Le cookie : une histoire de recettes
Tout d’abord, un peu d’histoire. Le cookie est une invention aussi vieille que la démocratisation d’internet puisqu’il a été inventé en 1994 par Lou Montulli, un ingénieur de Netscape. Le but de ces petits fichiers ? Faciliter le chargement des pages web en connaissant les préférences des utilisateurs (taille d’écran, langue, voire panier en cours, etc.). Ils forment ce l’on appelle vulgairement aujourd’hui les “cookies first party”, ou cookies propriétaires, et qui sont du point de vue de la loi souvent “essentiels” au bon fonctionnement des sites.
Internet Explorer, concurrent de Netscape, a cependant rapidement ouvert la voie aux “cookies tiers”, des cookies qui renseignent sur le parcours des internautes, comme un mouchard. Ces “third party cookies” sont un excellent moyen de connaître les centres d’intérêt de cohortes d’internautes, tout en mesurant les performances de campagnes de communication. Offrant une vue imparfaite mais réelle des parcours clients, ces cookies sont également la condition sine qua non du “redirecting”, c’est-à-dire l’envoi de messages publicitaires sur des sites tiers de sites visités auparavant par l’internaute.

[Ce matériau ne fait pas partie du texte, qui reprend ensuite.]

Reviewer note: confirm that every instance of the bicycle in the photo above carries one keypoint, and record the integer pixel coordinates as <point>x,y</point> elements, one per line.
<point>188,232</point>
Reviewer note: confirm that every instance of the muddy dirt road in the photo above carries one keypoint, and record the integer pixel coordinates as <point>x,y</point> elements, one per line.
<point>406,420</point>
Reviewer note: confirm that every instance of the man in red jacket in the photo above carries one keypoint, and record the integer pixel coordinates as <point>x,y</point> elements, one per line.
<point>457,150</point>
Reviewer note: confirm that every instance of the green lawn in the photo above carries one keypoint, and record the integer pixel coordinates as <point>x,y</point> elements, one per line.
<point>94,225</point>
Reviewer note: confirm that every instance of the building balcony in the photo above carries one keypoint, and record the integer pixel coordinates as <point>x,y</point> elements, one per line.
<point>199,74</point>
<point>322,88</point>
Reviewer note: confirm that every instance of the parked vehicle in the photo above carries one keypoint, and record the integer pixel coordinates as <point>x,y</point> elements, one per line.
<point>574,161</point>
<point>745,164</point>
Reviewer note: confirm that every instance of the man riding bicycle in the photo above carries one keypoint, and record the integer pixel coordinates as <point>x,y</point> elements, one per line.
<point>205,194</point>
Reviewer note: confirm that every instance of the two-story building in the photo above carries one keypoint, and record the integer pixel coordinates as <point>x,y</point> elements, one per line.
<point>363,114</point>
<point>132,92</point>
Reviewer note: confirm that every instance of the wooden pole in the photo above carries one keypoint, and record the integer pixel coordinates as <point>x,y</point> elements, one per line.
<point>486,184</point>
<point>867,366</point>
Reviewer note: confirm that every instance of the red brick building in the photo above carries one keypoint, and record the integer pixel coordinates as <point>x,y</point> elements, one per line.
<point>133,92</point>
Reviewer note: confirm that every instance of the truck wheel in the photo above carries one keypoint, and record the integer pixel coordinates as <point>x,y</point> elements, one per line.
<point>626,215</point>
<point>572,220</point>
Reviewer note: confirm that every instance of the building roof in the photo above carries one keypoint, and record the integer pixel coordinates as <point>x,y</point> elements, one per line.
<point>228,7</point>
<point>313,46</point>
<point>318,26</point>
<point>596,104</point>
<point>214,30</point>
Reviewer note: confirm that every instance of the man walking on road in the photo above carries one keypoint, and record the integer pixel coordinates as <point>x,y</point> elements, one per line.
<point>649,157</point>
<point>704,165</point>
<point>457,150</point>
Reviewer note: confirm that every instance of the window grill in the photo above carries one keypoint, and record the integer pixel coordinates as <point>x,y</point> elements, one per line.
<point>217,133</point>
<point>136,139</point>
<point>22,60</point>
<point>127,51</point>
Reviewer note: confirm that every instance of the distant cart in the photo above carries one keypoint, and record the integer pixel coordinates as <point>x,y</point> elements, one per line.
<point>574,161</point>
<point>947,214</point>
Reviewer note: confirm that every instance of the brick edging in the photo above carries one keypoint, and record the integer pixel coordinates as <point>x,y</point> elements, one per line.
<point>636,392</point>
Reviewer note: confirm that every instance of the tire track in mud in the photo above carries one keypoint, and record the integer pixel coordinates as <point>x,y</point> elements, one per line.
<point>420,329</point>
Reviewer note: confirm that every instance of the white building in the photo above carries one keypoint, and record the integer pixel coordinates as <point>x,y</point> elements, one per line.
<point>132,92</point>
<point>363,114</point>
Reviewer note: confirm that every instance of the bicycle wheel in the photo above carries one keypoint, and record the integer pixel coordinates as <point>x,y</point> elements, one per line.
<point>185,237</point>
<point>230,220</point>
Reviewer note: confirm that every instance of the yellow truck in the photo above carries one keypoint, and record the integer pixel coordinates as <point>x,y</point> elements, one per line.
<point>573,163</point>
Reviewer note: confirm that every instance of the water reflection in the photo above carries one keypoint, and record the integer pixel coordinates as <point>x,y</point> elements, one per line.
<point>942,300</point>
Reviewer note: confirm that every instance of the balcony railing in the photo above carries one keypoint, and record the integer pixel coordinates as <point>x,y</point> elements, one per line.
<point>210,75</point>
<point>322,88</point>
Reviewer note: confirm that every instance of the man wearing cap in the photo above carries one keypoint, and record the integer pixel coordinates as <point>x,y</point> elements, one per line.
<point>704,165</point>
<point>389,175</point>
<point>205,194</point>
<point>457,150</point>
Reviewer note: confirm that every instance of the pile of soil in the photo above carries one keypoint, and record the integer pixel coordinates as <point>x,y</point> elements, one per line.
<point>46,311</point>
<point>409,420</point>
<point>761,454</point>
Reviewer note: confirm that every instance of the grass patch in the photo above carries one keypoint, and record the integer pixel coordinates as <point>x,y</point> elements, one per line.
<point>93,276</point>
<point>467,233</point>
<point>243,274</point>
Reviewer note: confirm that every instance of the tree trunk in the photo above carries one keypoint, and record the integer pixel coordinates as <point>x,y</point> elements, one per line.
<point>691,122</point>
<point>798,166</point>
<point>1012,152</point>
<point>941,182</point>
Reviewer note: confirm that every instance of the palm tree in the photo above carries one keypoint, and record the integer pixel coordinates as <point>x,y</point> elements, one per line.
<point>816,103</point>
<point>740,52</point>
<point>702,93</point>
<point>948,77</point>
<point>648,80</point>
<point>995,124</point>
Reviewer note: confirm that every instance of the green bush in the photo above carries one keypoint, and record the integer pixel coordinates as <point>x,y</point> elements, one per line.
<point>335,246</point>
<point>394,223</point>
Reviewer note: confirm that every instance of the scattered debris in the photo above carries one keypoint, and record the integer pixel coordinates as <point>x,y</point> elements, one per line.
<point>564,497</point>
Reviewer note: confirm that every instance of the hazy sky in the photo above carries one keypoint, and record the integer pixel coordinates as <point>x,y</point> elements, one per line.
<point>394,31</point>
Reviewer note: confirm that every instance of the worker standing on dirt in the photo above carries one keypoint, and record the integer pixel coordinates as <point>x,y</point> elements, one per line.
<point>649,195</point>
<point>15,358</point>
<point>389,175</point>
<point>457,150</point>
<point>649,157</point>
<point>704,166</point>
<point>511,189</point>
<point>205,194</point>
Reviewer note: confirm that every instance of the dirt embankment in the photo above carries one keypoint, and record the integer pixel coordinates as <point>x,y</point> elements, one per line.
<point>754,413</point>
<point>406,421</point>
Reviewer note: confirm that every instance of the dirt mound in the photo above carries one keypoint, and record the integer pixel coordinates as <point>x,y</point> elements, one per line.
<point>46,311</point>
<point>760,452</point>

Le problème d’un mouchard ? C’est d’être un mouchard. Et le consentement au mouchard étant rare, le consentement au cookies tiers était rarement demandé.
Le web marketing au régime draconien
Tout cela a changé, et depuis déjà quelque temps. Dès 2013, Safari et Firefox permettaient de bloquer ces cookies, en relais des bloqueurs de pubs, qui avaient commencé le travail. Puis c’est le legislateur, notamment à travers la RGPD en France et la directive ePrivacy de l’UE, qui a mis le holà à ces indigestes fichiers-tiers, obligeant depuis les utilisateurs à cliquer sur de laborieux panneaux de consentement, que suivent parfois de pénibles messages culpabilisants pour l’internaute. L’UX y a perdu ce que l’éthique y a gagné.
Aujourd’hui, une date fatidique approche. Google Chrome, qui peaufine encore son outil de gestion de la “privacy” (Privacy Google sandbox), a promis la fin des cookies tiers pour 2024, après avoir repoussé deux fois l’échéance. Comme Google Chrome représente près de 60 % du trafic web, leur norme est dominante et directrice. Dès lors, à quoi s’attendre pour 2024 ?
Pour répondre à cette question, nous n’errons pas “en rond dans la nuit” : la RGPD nous offre un track record solide pour tracer dors et déjà des développements probables.
La disparition des 3rd-parties cookies entraînera nécessairement, car entraîne déjà :
– une grande difficulté à mesurer les performances des campagnes web sur des bases “ROIstes” ;
– des solutions de remplacement de suivi des parcours clients aux effets pervers car gagnant en opacité, comme la technologie server side (on puise la data directement sur les serveurs et non sur le navigateur des utilisateurs) ;
– une inflation du rôle des cookies propriétaires, avec des solutions reposant sur leur utilisation ad nauseam, comme l’a déploré Sacha Morard, le CTO / CIO du Monde dans sa récente tribune sur The Audiencers (First is the new third). En effet, les requêtes de cookies first-party sont lourdes et leur utilisation au-delà de leur fonction première dégrade la performance des sites, augmente les bandes passantes nécessaires et le coût carbone de navigation, etc. ;
– Une poolisation des cookies first-party au sein d’alliance entre sites. C’est déjà le cas, par exemple, des enseignes du groupe Mulliez dans la grande distribution ou des éditeurs avec la plateforme Gravity ;
– du re-targeting de sites “alliés” mettant en commun leurs cookies first-party ;
– des publicités moins pertinentes et un risque de spam (difficile, sans cookie-tiers, de savoir si un internaute a déjà été soumis à un même message publicitaire) ;
– sur le terrain de souveraineté et de la concurrence, les GAFAM, et notamment Google, deviennent encore plus incontournables en renforçant leur hégémonie dans la publicité (comme tend à le dessiner leur API Topics).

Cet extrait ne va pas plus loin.